Die Kroaten sind stolz auf ihre Geschichte, besinnen sie sich neben schrecklichen Geschehnissen nämlich auch auf positive Dinge, die daraus resultierten, wie etwa Befreiung, Unabhängigkeit und Miteinander. In Deutschland hingegen lernen wir im Prinzip von Geburt an, wofür wir uns zu schämen haben, dass die Nationalfarben (bitte entschuldigen Sie dieses Unwort) höchstens zu Sportevents vertretbar sind und was politische Korrektheit, auch Haltung genannt, ist. Den Tag der Deutschen Einheit interessiert hier im Grunde genommen niemanden, außer vielleicht für die Planung von Kurztrips. Ich wüsste ohnehin keinen einzigen Feiertag, den wir in Deutschland mit Stolz und Freude auf unser Land zelebrieren. Gibt es da einen? Richtig komisch beäugt wird man, hisst man Schwarz-Rot-Gold. Also außerhalb von Sportevents. Selbst dann ist eher Zurückhaltung angeraten. Auch auf die Ausdrucksweise ist stets zu achten. Ein „Guten Morgen“ kann da schon mal leicht zum Verhängnis werden, wurde dieser Ausruf nämlich ebenfalls zwischen 33 und 45 täglich verwendet. Unsere lieben Deutsch-Kroaten hingegen kennen da nichts und sprechen ganz ungeniert Dinge aus, die sich der gemeine Biodeutsche maximal unter vorgehaltener Hand zu sagen traut. Ist es nicht das, was die Kroaten mitunter so sympathisch macht? Dass sie ihre ehrlichen Gedanken frei heraus sprechen? Mag sein, dass wir Deutsche sie dafür sogar ein wenig beneiden, kann das Wahren der gesellschaftlichen Etikette doch sehr anstrengend sein. Wozu aber das Ganze? Um anderen zu gefallen? Des lieben Friedens wegen? Weil wir aus der Geschichte gelernt haben? Um miteinander weiterzukommen, braucht es Ehrlichkeit, einen offenen Dialog, und ja, auch mal einen blöden Witz, um das in diesen Zeiten kaum mehr auszuhaltene gesellschaftliche Klima wieder ein bisschen aufzulockern. Miteinander lachen täte uns allen doch unheimlich gut.
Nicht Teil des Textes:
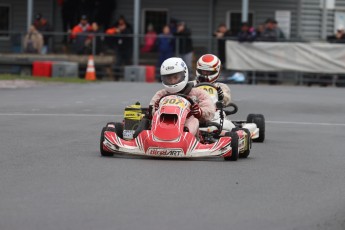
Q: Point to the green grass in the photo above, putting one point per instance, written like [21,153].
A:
[43,79]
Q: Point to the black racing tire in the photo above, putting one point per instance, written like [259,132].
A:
[118,128]
[234,146]
[259,120]
[250,117]
[103,152]
[246,152]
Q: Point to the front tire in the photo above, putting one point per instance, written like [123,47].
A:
[259,120]
[118,128]
[246,152]
[234,146]
[103,152]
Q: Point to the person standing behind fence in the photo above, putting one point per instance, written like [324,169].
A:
[280,33]
[270,33]
[93,39]
[42,25]
[33,41]
[339,36]
[247,34]
[222,34]
[165,45]
[124,44]
[80,35]
[185,44]
[150,40]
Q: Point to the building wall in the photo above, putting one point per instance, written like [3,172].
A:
[262,9]
[196,19]
[18,18]
[195,13]
[312,18]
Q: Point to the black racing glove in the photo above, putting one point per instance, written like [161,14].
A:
[220,93]
[196,111]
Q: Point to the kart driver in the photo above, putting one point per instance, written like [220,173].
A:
[208,70]
[174,76]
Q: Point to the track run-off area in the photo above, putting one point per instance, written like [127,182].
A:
[53,177]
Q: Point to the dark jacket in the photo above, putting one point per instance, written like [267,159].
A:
[269,35]
[246,36]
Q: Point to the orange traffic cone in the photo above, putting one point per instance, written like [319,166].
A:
[90,71]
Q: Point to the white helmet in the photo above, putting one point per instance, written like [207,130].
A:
[174,74]
[208,68]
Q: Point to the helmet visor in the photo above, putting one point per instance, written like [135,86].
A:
[206,72]
[173,79]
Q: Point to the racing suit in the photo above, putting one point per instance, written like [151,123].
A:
[204,101]
[226,92]
[227,124]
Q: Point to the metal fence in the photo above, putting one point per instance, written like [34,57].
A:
[61,44]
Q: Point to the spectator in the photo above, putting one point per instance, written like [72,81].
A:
[105,13]
[124,43]
[42,25]
[150,39]
[68,14]
[33,41]
[270,33]
[280,33]
[259,30]
[339,36]
[247,34]
[83,26]
[185,44]
[93,39]
[222,34]
[173,25]
[110,38]
[165,45]
[80,35]
[86,7]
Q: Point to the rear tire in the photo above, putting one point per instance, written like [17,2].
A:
[234,146]
[246,153]
[259,120]
[118,128]
[103,152]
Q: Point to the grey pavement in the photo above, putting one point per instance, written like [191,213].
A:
[52,176]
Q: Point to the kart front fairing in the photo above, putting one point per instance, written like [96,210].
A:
[167,137]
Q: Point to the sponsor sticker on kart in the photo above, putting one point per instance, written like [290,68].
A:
[128,134]
[164,152]
[177,101]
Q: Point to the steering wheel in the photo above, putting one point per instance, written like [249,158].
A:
[233,111]
[205,84]
[180,95]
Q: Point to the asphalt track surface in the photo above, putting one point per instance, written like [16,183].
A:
[52,175]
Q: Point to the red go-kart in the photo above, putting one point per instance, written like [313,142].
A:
[165,135]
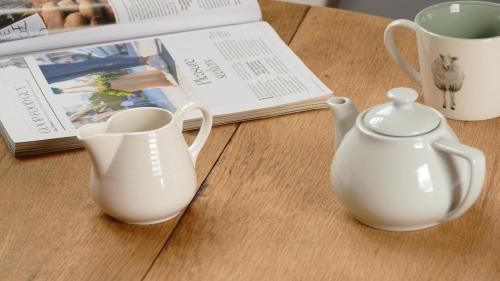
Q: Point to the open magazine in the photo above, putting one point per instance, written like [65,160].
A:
[67,63]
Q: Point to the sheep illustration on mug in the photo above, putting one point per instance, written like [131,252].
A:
[448,77]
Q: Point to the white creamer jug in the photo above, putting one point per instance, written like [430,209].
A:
[143,172]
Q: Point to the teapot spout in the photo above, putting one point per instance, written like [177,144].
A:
[102,147]
[344,115]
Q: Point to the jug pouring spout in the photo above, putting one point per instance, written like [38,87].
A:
[344,115]
[102,147]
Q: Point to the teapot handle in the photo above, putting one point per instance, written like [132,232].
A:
[476,160]
[205,129]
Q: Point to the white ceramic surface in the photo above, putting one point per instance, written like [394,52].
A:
[143,171]
[476,62]
[402,183]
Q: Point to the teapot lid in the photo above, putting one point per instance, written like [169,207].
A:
[402,117]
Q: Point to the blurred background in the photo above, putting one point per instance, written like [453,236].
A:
[387,8]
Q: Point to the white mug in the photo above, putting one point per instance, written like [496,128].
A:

Die Kroaten scheinen im Gegensatz zu uns Deutschen nicht so verbissen und tragen das Herz auf der Zunge. Lediglich, wenn es um deren Geschichte geht, ist Vorsicht geboten. Zu Recht, wie ich finde. Viele Kroaten haben immerhin ihre eigene Geschichte selbst miterlebt, sie mit geschrieben. Wir hingegen behaupten ernsthaft, aus der Geschichte, womit in aller Regel die des Dritten Reichs gemeint ist, gelernt zu haben, obwohl die meisten von uns diese nicht einmal selbst erlebt haben. Zum Glück, sei gesagt. Von den Kroaten jedenfalls können wir lernen, dass man auch trotz grausiger Vergangenheit stolz auf sein Land sein, es feiern darf, ohne sich ständig einer Schuld bewusst zu sein, mit der man nicht einmal das geringste zu tun hatte. Wer hat nun mehr aus der Geschichte gelernt und wer bedarf dringend einer Aufarbeitung, frage ich Sie?
Ja, das Vermeiden politischer Diskussionen schont die Nerven, dennoch besser, diese zu führen, wenn es Sie innerlich pressiert. Noch herrscht laut Gesetz sowohl in Deutschland als auch in Kroatien das Recht auf freie Meinungsäußerung. Machen Sie also, wann immer es geht, davon Gebrauch, wenn Sie wirklich was aus der Geschichte gelernt haben und keine Wiederholung dunkelster Zeiten wünschen. Eine offene Debatte führt weiter, eine unterdrückte in Totalitarismus. Also reden Sie. Miteinander, nicht übereinander. Jedoch über alles. Ohne Beleidigungen, stattdessen mal mit Humor und stets vor der eigenen Türe kehrend. Mein ungebetener Ratschlag an Sie. Bitteschön.